Friday, June 27, 2014

Project's Second Anniversary: At 16,000, Jim Modney's Correspondence with Eugene T. Maleska, and an Interview with Jim Modney Himself

Two years ago I started the Pre-Shortzian Puzzle Project with the goal of litzing and proofreading all the New York Times crossword puzzles published before Will Shortz became editor.  Little did I imagine that 24 months later, more than 60 people in the crossword community would have stepped forward to help with this effort and that together we would have litzed 16,000 of the 16,225 puzzles, with all remaining, locatable puzzles assigned to litzers—and, to top it all off, that we would have proofread nearly 20 years of puzzles!  The response from the crossword community has been incredible, and I'm so grateful to everyone who has helped to make this happen!  The recognition from outside the crossword community, from the Davidson Institute for Talent Development and Quill and Scroll, has also been very gratifying, showing that this momentous undertaking has value not just to cruciverbalists but to the world at large.  Thanks so much again, everyone, on the second anniversary of this project—maybe by next year at this time, we'll have made it through most, if not all, of the proofreading and have everything up on XWord Info!  And many, many thanks to XWord Info creator Jim Horne for continuing to host the pre-Shortzian puzzles so that everyone can enjoy and learn from them!

I'm especially honored and pleased on this anniversary to be publishing what may well be the most revealing record in existence of Eugene T. Maleska as an editor.  Thanks to pre-Shortzian and now Shortz-era constructor Jim Modney, the entire correspondence between Jim and Gene is now available, and Jim has generously allowed me to post it on Scribd.  This is truly an invaluable document, showing a little-recognized side to Maleska as both an editor and a person.  I encourage everyone to read it, even if your interactions with Maleska were less than ideal.  Click here for more.

I'm also thrilled to present an interview with Jim Modney himself.  Jim's story is fascinating—he took a 30-year break from constructing, and it's great to be able to solve his Scrabbly constructions with clever themes once again!  To read Jim's interview, click here or on the Pre-Shortzian Constructor Interviews tab above.

Thanks so much again, Jim, for saving all your correspondence and making it and your interview available to the crossword world on the second anniversary of the Pre-Shortzian Puzzle Project!

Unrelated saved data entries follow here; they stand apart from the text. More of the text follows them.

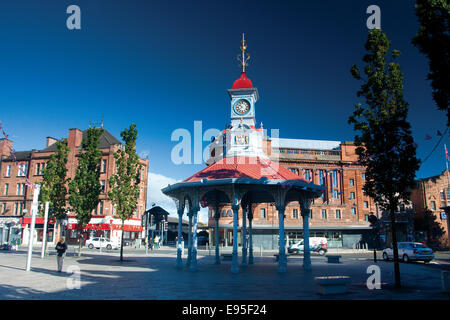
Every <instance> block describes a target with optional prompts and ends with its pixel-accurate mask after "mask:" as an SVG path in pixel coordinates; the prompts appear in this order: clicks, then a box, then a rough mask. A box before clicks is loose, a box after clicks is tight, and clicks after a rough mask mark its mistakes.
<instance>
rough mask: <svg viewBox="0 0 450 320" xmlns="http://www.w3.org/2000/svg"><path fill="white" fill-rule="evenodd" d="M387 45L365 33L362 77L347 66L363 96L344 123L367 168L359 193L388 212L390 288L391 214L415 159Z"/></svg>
mask: <svg viewBox="0 0 450 320" xmlns="http://www.w3.org/2000/svg"><path fill="white" fill-rule="evenodd" d="M390 46H391V42H390V41H389V39H388V38H387V36H386V35H385V34H384V33H383V32H382V31H381V30H379V29H374V30H371V31H369V35H368V38H367V42H366V44H365V48H366V50H367V53H366V54H365V55H364V57H363V61H364V62H365V63H366V66H365V68H364V73H365V75H366V76H367V79H364V78H363V77H362V76H361V74H360V71H359V69H358V68H357V67H356V65H353V66H352V68H351V74H352V76H353V77H354V78H355V79H358V80H360V81H362V85H361V89H360V90H359V91H358V92H357V96H358V97H364V98H365V105H362V104H361V103H358V104H357V105H356V106H355V111H354V112H353V115H352V116H350V117H349V120H348V122H349V123H350V124H353V126H354V130H355V131H359V132H360V133H359V134H357V135H356V136H355V144H356V145H357V146H358V147H357V148H356V153H357V154H358V155H359V157H360V162H361V164H362V165H364V166H365V167H366V182H365V185H364V187H363V190H364V193H365V194H366V195H368V196H370V197H372V198H373V199H374V201H375V202H376V203H377V204H378V205H379V206H380V207H381V208H382V209H384V210H386V211H388V212H389V213H390V220H391V228H392V238H393V249H394V271H395V286H396V287H400V286H401V283H400V268H399V263H398V250H397V239H396V226H395V211H396V208H397V206H398V205H399V203H401V201H402V200H403V201H405V202H407V201H408V199H409V195H410V190H412V189H413V188H414V186H415V182H414V177H415V173H416V171H417V170H418V168H419V163H420V161H419V160H418V159H417V158H416V145H415V143H414V141H413V138H412V137H411V129H410V124H409V122H408V121H407V120H406V117H407V115H408V103H407V102H406V101H405V100H404V98H403V73H402V72H401V71H400V65H399V64H398V63H395V62H389V63H388V61H387V60H388V59H387V54H388V51H389V47H390ZM399 55H400V52H399V51H398V50H392V58H393V59H395V58H397V57H398V56H399Z"/></svg>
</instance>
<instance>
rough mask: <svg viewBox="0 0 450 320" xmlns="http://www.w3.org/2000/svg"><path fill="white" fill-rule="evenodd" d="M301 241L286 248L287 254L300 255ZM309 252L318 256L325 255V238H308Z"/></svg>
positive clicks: (302, 245)
mask: <svg viewBox="0 0 450 320" xmlns="http://www.w3.org/2000/svg"><path fill="white" fill-rule="evenodd" d="M303 247H304V245H303V239H301V240H299V241H297V242H295V241H294V242H293V243H292V244H291V245H290V246H289V247H288V253H293V254H300V253H303V250H304V249H303ZM309 250H310V251H311V252H317V253H318V254H320V255H321V256H323V255H324V254H325V253H327V238H323V237H312V238H309Z"/></svg>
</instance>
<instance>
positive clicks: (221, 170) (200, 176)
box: [183, 157, 309, 183]
mask: <svg viewBox="0 0 450 320" xmlns="http://www.w3.org/2000/svg"><path fill="white" fill-rule="evenodd" d="M263 177H266V178H268V179H270V180H302V181H305V182H307V183H309V181H306V180H305V179H303V178H301V177H300V176H298V175H297V174H295V173H293V172H291V171H289V170H288V169H286V168H285V167H283V166H281V165H280V164H278V163H276V162H274V161H271V160H265V159H261V158H259V157H231V158H224V159H221V160H220V161H219V162H216V163H213V164H212V165H210V166H208V167H206V168H204V169H203V170H201V171H199V172H197V173H196V174H194V175H192V176H190V177H189V178H187V179H186V180H184V181H183V182H193V181H200V180H202V179H208V180H216V179H233V178H248V179H260V178H263Z"/></svg>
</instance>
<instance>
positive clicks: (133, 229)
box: [67, 223, 144, 232]
mask: <svg viewBox="0 0 450 320" xmlns="http://www.w3.org/2000/svg"><path fill="white" fill-rule="evenodd" d="M112 227H113V230H122V226H120V225H116V224H114V225H113V226H112ZM67 229H69V230H74V229H80V228H79V226H78V225H77V224H76V223H69V224H68V225H67ZM84 230H111V225H110V224H106V223H97V224H91V223H90V224H88V225H87V226H86V227H85V228H84ZM124 230H125V231H135V232H140V231H142V230H144V228H143V227H141V226H130V225H125V226H124Z"/></svg>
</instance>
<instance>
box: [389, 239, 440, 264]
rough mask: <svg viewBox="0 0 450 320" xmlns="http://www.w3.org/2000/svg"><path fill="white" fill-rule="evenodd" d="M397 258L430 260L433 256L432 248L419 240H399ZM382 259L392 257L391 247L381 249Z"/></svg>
mask: <svg viewBox="0 0 450 320" xmlns="http://www.w3.org/2000/svg"><path fill="white" fill-rule="evenodd" d="M398 258H399V260H401V261H403V262H410V261H424V262H430V261H431V260H433V258H434V254H433V250H431V249H430V248H428V247H427V246H426V245H424V244H423V243H420V242H399V243H398ZM383 259H384V260H386V261H387V260H389V259H394V250H393V249H392V247H390V248H386V249H384V250H383Z"/></svg>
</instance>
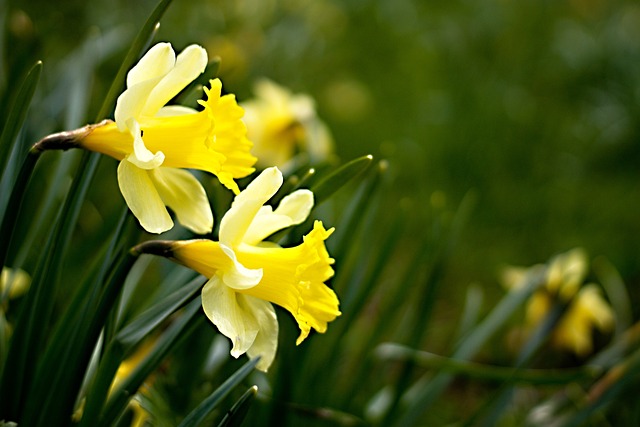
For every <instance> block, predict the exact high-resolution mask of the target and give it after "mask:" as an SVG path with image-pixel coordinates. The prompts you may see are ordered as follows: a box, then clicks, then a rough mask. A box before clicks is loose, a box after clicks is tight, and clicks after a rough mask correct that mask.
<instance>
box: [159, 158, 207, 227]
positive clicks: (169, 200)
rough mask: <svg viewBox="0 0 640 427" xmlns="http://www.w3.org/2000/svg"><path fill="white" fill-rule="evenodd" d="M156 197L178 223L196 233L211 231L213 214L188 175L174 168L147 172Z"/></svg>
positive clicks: (205, 201) (162, 168) (201, 186)
mask: <svg viewBox="0 0 640 427" xmlns="http://www.w3.org/2000/svg"><path fill="white" fill-rule="evenodd" d="M149 176H150V178H151V180H152V181H153V183H154V185H155V188H156V190H157V191H158V194H160V198H162V201H163V202H164V204H165V205H167V206H168V207H170V208H171V209H172V210H173V212H175V214H176V217H177V218H178V221H179V222H180V224H182V225H184V226H185V227H187V228H188V229H189V230H191V231H193V232H194V233H198V234H206V233H210V232H211V230H212V229H213V213H212V212H211V206H210V205H209V199H208V198H207V193H206V192H205V191H204V188H203V187H202V184H200V182H199V181H198V180H197V179H196V178H195V177H194V176H193V175H191V173H189V172H187V171H185V170H182V169H176V168H164V167H161V168H157V169H153V170H151V171H149Z"/></svg>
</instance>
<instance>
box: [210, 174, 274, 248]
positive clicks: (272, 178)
mask: <svg viewBox="0 0 640 427" xmlns="http://www.w3.org/2000/svg"><path fill="white" fill-rule="evenodd" d="M282 181H283V179H282V173H281V172H280V171H279V170H278V168H276V167H271V168H267V169H265V170H264V171H262V173H261V174H260V175H258V177H257V178H256V179H254V180H253V181H252V182H251V184H249V185H248V186H247V188H245V189H244V190H243V191H242V192H241V193H240V194H238V195H237V196H236V198H235V199H234V201H233V203H232V204H231V208H230V209H229V210H228V211H227V213H226V214H225V215H224V217H223V218H222V221H221V222H220V243H222V244H224V245H226V246H229V247H235V246H237V245H238V244H240V243H241V242H242V241H243V239H244V235H245V233H246V232H247V230H248V229H249V227H250V226H251V222H252V221H253V220H254V218H255V216H256V215H257V214H258V211H259V210H260V208H261V207H262V205H264V204H265V203H266V202H267V200H269V199H270V198H271V197H272V196H273V195H274V194H276V192H277V191H278V189H279V188H280V186H281V185H282Z"/></svg>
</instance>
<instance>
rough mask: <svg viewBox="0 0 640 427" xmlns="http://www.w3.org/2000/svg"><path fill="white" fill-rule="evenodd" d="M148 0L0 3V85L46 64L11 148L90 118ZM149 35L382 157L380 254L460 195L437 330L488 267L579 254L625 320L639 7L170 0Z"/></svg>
mask: <svg viewBox="0 0 640 427" xmlns="http://www.w3.org/2000/svg"><path fill="white" fill-rule="evenodd" d="M155 4H156V1H155V0H144V1H143V0H140V1H136V2H131V1H124V0H122V1H106V0H104V1H92V2H85V1H79V0H76V1H60V2H51V1H42V0H29V1H13V2H12V1H8V0H0V10H2V13H3V14H4V17H3V19H5V22H6V23H7V28H8V29H9V32H8V34H7V35H6V37H7V39H6V40H4V41H3V43H2V49H4V51H3V52H2V53H3V56H4V57H5V58H7V63H8V64H9V66H8V67H7V68H6V69H4V70H2V76H1V77H2V79H3V81H14V80H15V78H11V76H19V75H22V74H24V72H25V67H26V66H30V65H31V64H32V63H33V61H35V60H36V59H42V60H43V62H44V71H43V75H42V81H41V85H40V86H39V87H38V90H37V92H36V102H34V104H33V106H32V107H31V110H30V114H29V117H28V121H29V122H30V123H38V126H28V127H26V128H27V129H38V130H41V131H43V132H44V133H43V134H38V135H31V134H28V133H27V134H24V135H22V138H23V139H24V140H25V141H32V142H33V141H36V140H38V139H40V138H41V137H43V136H44V135H45V134H46V133H49V132H54V131H58V130H62V129H71V128H75V127H78V126H81V125H83V124H86V123H90V122H92V121H93V118H94V116H95V114H96V113H97V111H93V110H92V108H97V105H99V104H100V102H96V98H99V97H101V96H104V93H105V91H106V89H107V87H108V86H109V84H110V82H111V79H112V77H113V75H114V74H115V72H116V70H117V69H118V66H119V62H118V61H119V59H120V58H122V56H123V54H124V52H126V49H127V48H128V42H129V40H130V39H131V37H132V36H133V35H134V34H135V32H136V31H137V29H138V27H139V26H140V25H141V23H142V22H144V20H145V19H146V17H147V16H148V14H149V11H150V10H152V9H153V7H154V6H155ZM158 39H159V40H164V41H170V42H171V43H172V44H173V45H174V47H175V48H176V50H177V51H179V50H181V49H182V48H184V47H185V46H186V45H188V44H191V43H198V44H201V45H203V46H204V47H206V49H207V50H208V53H209V55H210V56H211V57H213V56H215V55H219V56H220V57H221V58H222V65H221V69H220V73H219V76H220V77H221V79H222V81H223V84H224V88H225V90H227V91H228V92H232V93H235V94H236V95H237V97H238V99H239V100H240V101H242V100H246V99H249V98H250V97H252V96H253V93H252V84H253V82H254V80H255V79H256V78H258V77H268V78H271V79H273V80H274V81H276V82H278V83H280V84H282V85H284V86H287V87H289V88H291V89H292V90H293V91H295V92H305V93H308V94H310V95H311V96H313V97H314V98H315V99H316V101H317V107H318V112H319V115H320V117H321V118H323V119H324V120H325V121H326V122H327V124H328V125H329V127H330V128H331V130H332V132H333V135H334V138H335V140H336V145H337V151H338V154H339V155H340V157H341V158H342V159H343V160H349V159H351V158H355V157H359V156H361V155H364V154H369V153H371V154H373V155H374V157H376V158H378V159H380V158H384V159H388V161H389V170H388V176H387V186H386V187H385V188H386V189H387V193H386V194H384V196H383V197H384V198H385V200H386V203H385V204H384V205H383V206H385V208H384V209H383V210H382V211H383V213H384V216H385V217H386V222H385V220H381V224H383V225H384V224H388V223H389V222H390V221H391V220H392V218H395V217H397V215H398V212H399V211H400V210H402V211H403V212H404V215H405V216H404V218H405V221H406V224H404V225H405V229H404V234H403V236H404V237H403V239H404V246H402V247H404V248H405V250H404V251H402V250H401V251H399V252H398V253H397V254H396V257H394V258H393V259H391V260H390V262H396V261H398V262H399V263H401V260H402V259H406V258H407V257H409V256H411V255H412V252H413V251H415V250H416V247H418V246H419V245H420V244H421V242H420V241H418V240H419V239H420V237H419V236H423V235H424V234H425V230H424V228H428V227H431V222H430V220H429V215H430V212H432V211H433V210H434V209H435V210H438V209H445V210H455V209H456V208H457V206H458V205H459V204H460V203H461V201H462V200H463V199H464V198H465V196H466V195H468V194H471V195H473V197H474V200H475V204H474V206H473V211H472V212H471V215H470V216H469V219H468V221H467V223H466V226H465V228H464V230H463V232H462V234H461V235H460V241H459V243H458V245H457V246H456V248H455V250H454V251H453V253H452V254H451V257H450V258H449V260H448V268H447V270H446V274H445V279H444V280H445V288H444V289H445V292H442V298H443V299H444V300H443V303H444V305H440V306H439V307H438V312H437V313H436V316H438V317H437V318H436V319H434V320H435V322H436V323H435V324H440V325H446V323H447V321H448V319H450V318H452V317H455V316H457V313H459V312H460V311H461V308H460V307H459V306H456V304H458V303H459V301H460V300H461V297H462V296H463V294H464V292H465V291H466V289H467V286H468V285H469V284H470V283H479V284H481V286H482V287H483V288H484V289H485V290H486V292H487V293H488V294H489V295H496V296H498V295H501V294H502V293H503V291H502V290H501V288H500V286H499V284H498V280H497V279H498V271H499V269H500V267H501V266H503V265H505V264H519V265H531V264H534V263H537V262H543V261H545V260H547V259H548V258H549V257H550V256H551V255H552V254H554V253H558V252H562V251H565V250H568V249H570V248H572V247H575V246H582V247H584V248H585V249H586V250H587V252H588V253H589V254H590V255H592V256H598V255H604V256H606V257H607V258H608V259H609V260H610V261H611V262H612V263H613V264H614V265H615V266H616V267H617V268H618V269H619V271H620V273H621V275H622V277H623V279H624V281H625V283H626V285H627V287H628V289H629V291H630V293H631V296H632V301H631V306H632V307H634V309H635V310H636V316H635V317H636V318H637V315H638V309H637V307H639V306H640V304H638V302H640V292H638V288H639V286H638V285H639V282H640V267H639V266H640V263H639V262H638V261H639V253H638V250H637V244H636V241H637V236H638V235H640V221H639V220H638V211H639V210H638V206H640V185H639V181H640V179H639V178H640V170H639V168H638V165H639V162H640V144H639V142H640V4H638V2H636V1H606V0H571V1H551V0H547V1H537V0H536V1H534V0H525V1H518V2H516V1H512V0H511V1H510V0H495V1H485V2H473V1H410V0H379V1H373V0H351V1H342V2H338V1H327V0H316V1H304V0H288V1H275V0H273V1H257V0H255V1H212V0H208V1H205V0H175V1H174V3H173V4H172V5H171V6H170V8H169V10H168V12H167V13H166V15H165V17H164V18H163V20H162V25H161V28H160V31H159V33H158ZM87 64H93V66H92V67H88V66H87ZM96 64H97V65H96ZM94 69H96V70H97V71H96V72H93V70H94ZM85 70H91V72H90V73H88V72H86V71H85ZM0 108H4V106H1V107H0ZM87 111H88V112H87ZM0 113H3V111H2V110H0ZM104 185H105V186H111V187H113V188H111V190H110V191H111V194H113V195H114V198H116V197H120V196H119V194H118V192H117V189H116V188H115V180H111V181H109V182H106V181H105V184H104ZM93 197H96V198H99V197H100V195H94V196H93ZM385 209H386V210H385ZM380 229H381V227H380V228H378V227H372V228H371V231H370V233H371V234H372V235H375V234H376V233H377V232H378V231H380ZM374 240H375V239H374ZM396 258H398V259H396ZM392 267H393V266H392ZM392 267H391V268H392ZM338 268H339V267H338ZM387 274H389V273H387ZM438 321H439V322H440V323H438ZM450 328H451V327H449V329H450ZM449 329H447V327H446V326H445V327H444V329H443V331H441V332H438V331H435V332H434V333H432V334H430V336H429V338H434V339H435V340H436V341H438V337H440V339H442V340H444V341H446V340H447V337H446V336H443V335H446V334H447V332H448V331H449ZM435 348H436V349H437V348H438V346H437V344H436V345H435ZM429 350H434V349H433V348H429ZM471 392H472V391H469V393H471Z"/></svg>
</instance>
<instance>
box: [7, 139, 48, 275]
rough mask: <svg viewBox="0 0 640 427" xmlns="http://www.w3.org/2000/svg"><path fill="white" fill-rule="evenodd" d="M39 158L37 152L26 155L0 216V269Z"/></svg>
mask: <svg viewBox="0 0 640 427" xmlns="http://www.w3.org/2000/svg"><path fill="white" fill-rule="evenodd" d="M39 157H40V153H37V152H30V153H29V154H27V157H26V158H25V159H24V162H23V163H22V166H21V167H20V171H19V172H18V176H17V178H16V181H15V184H14V186H13V189H12V190H11V196H9V201H8V202H7V206H6V209H5V211H4V213H3V215H2V216H1V218H2V219H1V221H2V223H1V224H0V236H2V241H0V269H1V268H2V267H3V266H4V265H5V262H6V260H7V254H8V253H9V247H10V245H11V239H12V237H13V232H14V230H15V226H16V222H17V221H18V218H20V208H21V207H22V201H23V200H24V193H25V190H26V188H27V185H28V184H29V181H30V180H31V175H32V173H33V170H34V168H35V166H36V163H37V161H38V158H39Z"/></svg>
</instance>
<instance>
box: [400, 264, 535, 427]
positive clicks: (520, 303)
mask: <svg viewBox="0 0 640 427" xmlns="http://www.w3.org/2000/svg"><path fill="white" fill-rule="evenodd" d="M544 274H545V270H544V269H540V270H536V271H534V272H532V273H531V274H529V275H528V276H527V277H525V278H524V279H523V280H524V282H523V283H522V286H518V287H517V289H518V290H517V291H514V292H510V293H508V294H507V295H505V297H504V298H503V299H502V300H501V301H500V302H499V303H498V305H497V306H496V307H495V308H494V309H493V310H492V311H491V312H490V313H489V315H488V316H487V317H486V318H485V319H484V320H483V321H482V322H481V323H480V324H479V325H478V326H477V327H476V328H475V329H474V330H473V331H472V332H471V333H470V334H469V336H467V337H466V338H465V339H464V340H462V342H460V344H459V345H458V347H457V349H456V350H455V351H454V353H453V356H452V357H451V358H452V359H454V360H464V359H469V358H471V357H472V356H473V355H474V354H475V353H476V352H477V351H478V350H479V349H480V347H481V346H482V345H483V344H484V343H485V342H487V340H488V339H489V338H491V336H493V334H495V333H496V332H497V331H498V330H499V329H500V327H502V325H504V324H505V322H506V321H507V320H508V319H509V317H510V316H511V315H512V314H513V313H514V312H515V311H516V310H517V309H518V308H519V307H521V306H522V304H524V302H525V301H526V300H528V299H529V297H530V296H531V294H533V292H534V291H535V290H536V289H537V288H538V287H539V286H541V285H542V284H543V283H544ZM451 380H452V375H451V374H448V373H439V374H437V375H436V376H435V377H433V378H432V379H431V380H430V381H429V382H427V383H426V384H425V385H424V386H422V387H421V388H420V389H418V390H415V394H414V396H413V399H412V401H411V403H410V405H409V406H408V408H407V410H406V412H405V413H404V414H403V415H402V416H401V417H400V418H399V419H398V423H397V425H399V426H413V425H415V424H416V422H417V420H418V419H419V418H420V416H421V415H422V413H423V412H424V411H425V410H426V409H427V408H428V407H429V406H430V405H431V404H432V403H433V402H434V400H435V399H436V398H437V397H438V396H439V395H440V394H441V393H442V391H443V390H444V389H445V387H446V386H447V385H448V384H449V382H450V381H451Z"/></svg>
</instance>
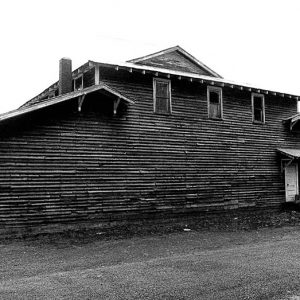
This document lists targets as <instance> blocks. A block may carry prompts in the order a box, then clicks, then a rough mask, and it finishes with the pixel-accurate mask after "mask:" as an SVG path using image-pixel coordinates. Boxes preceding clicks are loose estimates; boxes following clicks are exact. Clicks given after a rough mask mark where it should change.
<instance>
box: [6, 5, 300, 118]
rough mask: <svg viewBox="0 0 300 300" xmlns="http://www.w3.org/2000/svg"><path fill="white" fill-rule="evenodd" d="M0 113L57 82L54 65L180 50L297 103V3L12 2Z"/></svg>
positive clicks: (298, 29) (239, 77) (228, 76)
mask: <svg viewBox="0 0 300 300" xmlns="http://www.w3.org/2000/svg"><path fill="white" fill-rule="evenodd" d="M0 5H1V7H0V31H1V48H0V49H1V50H0V51H1V56H0V60H1V62H0V65H1V73H0V74H1V75H0V76H1V100H0V113H3V112H6V111H8V110H12V109H15V108H17V107H19V106H20V105H21V104H23V103H24V102H26V101H27V100H29V99H31V98H32V97H34V96H35V95H37V94H38V93H40V92H41V91H42V90H44V89H45V88H47V87H48V86H49V85H50V84H52V83H54V82H55V81H57V80H58V61H59V59H60V58H61V57H70V58H71V59H72V61H73V69H75V68H77V67H79V66H80V65H82V64H84V63H85V62H87V61H88V60H95V61H100V62H106V61H108V62H123V61H126V60H128V59H132V58H135V57H139V56H143V55H147V54H150V53H153V52H156V51H159V50H162V49H165V48H168V47H172V46H175V45H180V46H181V47H183V48H184V49H185V50H186V51H187V52H189V53H191V54H192V55H193V56H194V57H196V58H197V59H199V60H200V61H202V62H203V63H204V64H206V65H207V66H209V67H210V68H211V69H213V70H215V71H216V72H217V73H219V74H221V75H222V76H223V77H224V78H226V79H229V80H234V81H237V82H241V83H250V84H253V85H255V86H257V87H260V88H269V89H273V90H275V91H281V92H289V93H292V94H297V95H300V75H299V74H298V70H299V69H300V42H299V38H300V14H299V12H300V1H298V0H294V1H293V0H290V1H289V0H285V1H283V0H282V1H276V0H273V1H268V0H265V1H264V0H260V1H256V0H251V1H242V0H239V1H238V0H226V1H222V0H220V1H217V0H209V1H208V0H204V1H202V0H197V1H196V0H195V1H193V0H190V1H189V0H185V1H182V0H180V1H177V0H172V1H169V0H158V1H156V0H151V1H142V0H139V1H136V0H126V1H124V0H123V1H119V0H109V1H100V0H98V1H93V0H80V1H77V0H72V1H71V0H70V1H69V0H60V1H56V0H51V1H47V0H44V1H40V0H39V1H37V0H36V1H35V0H26V1H21V0H20V1H18V0H9V1H2V2H1V4H0Z"/></svg>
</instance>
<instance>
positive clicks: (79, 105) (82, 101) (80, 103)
mask: <svg viewBox="0 0 300 300" xmlns="http://www.w3.org/2000/svg"><path fill="white" fill-rule="evenodd" d="M84 98H85V95H82V96H79V98H78V111H79V112H81V106H82V103H83V100H84Z"/></svg>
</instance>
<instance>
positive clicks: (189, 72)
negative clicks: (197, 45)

Although Jim Modney did an excellent job of describing all his puzzles, I'm still going to highlight one this week.  Today's featured Modney opus was published Saturday, September 12, 1981; edited by Eugene T. Maleska; and litzed by Mark Diehl.  It's a splendid pangrammatic 70-worder that even contains a minitheme!  The minitheme, which consists of QUARTERFINALIST and HALFHEARTEDNESS, is fractions contained in larger (15-letter, in this case) phrases.  Jim added multiple levels of consistency to his minitheme by placing the two fractions at the fronts of his theme entries and by ensuring that both theme entries are single words.  As for the nonthematic fill, Jim squeezed in tons of fresh, Scrabbly entries without having to use a large number of subpar ones, which is very impressive given that the grid is so wide open!  My favorite entries include EQUINOX, GUANACO (which gets far less attention than CAMEL or LLAMA), EXOTICISM, EJECTABLE, BENZENE, and JOKER!  I don't love GIRTS (clued as "Measures the circumference"), LATESTS ("Avant-garde styles"), or SYCES ("Indian attendants"), but all three of these entries were used in other pre-Shortzian puzzles (in the case of SYCES, in the singular).  The real trade-off with the fill is that the grid has a handful of cheater squares, but I think Jim made a good call in going for the cleaner fill rather than for the less chunky grid.  All in all, this is a fantastic pre-Shortzian puzzle with a strong minitheme and minimal junk in the fill!  The puzzle can be viewed or solved on XWord Info; also, as usual, the answer grid (with highlighted theme entries) can be seen below:

In closing, here's a quick update on the past week.  Saturday morning Andrew Reynolds sent 4 litzed puzzles.  A few hours later, Todd Gross sent 12 proofread puzzles, and then that afternoon, Nancy Kavanaugh sent 24 litzed puzzles.  Sunday evening, Ed Sessa sent in 7 more, putting us at exactly 16,000 on the litzing thermometer!  Late Thursday night, Todd sent 15 proofread puzzles, which were followed Friday afternoon by 30 more from Larry Wasser.  Great job, everyone—thanks so much again!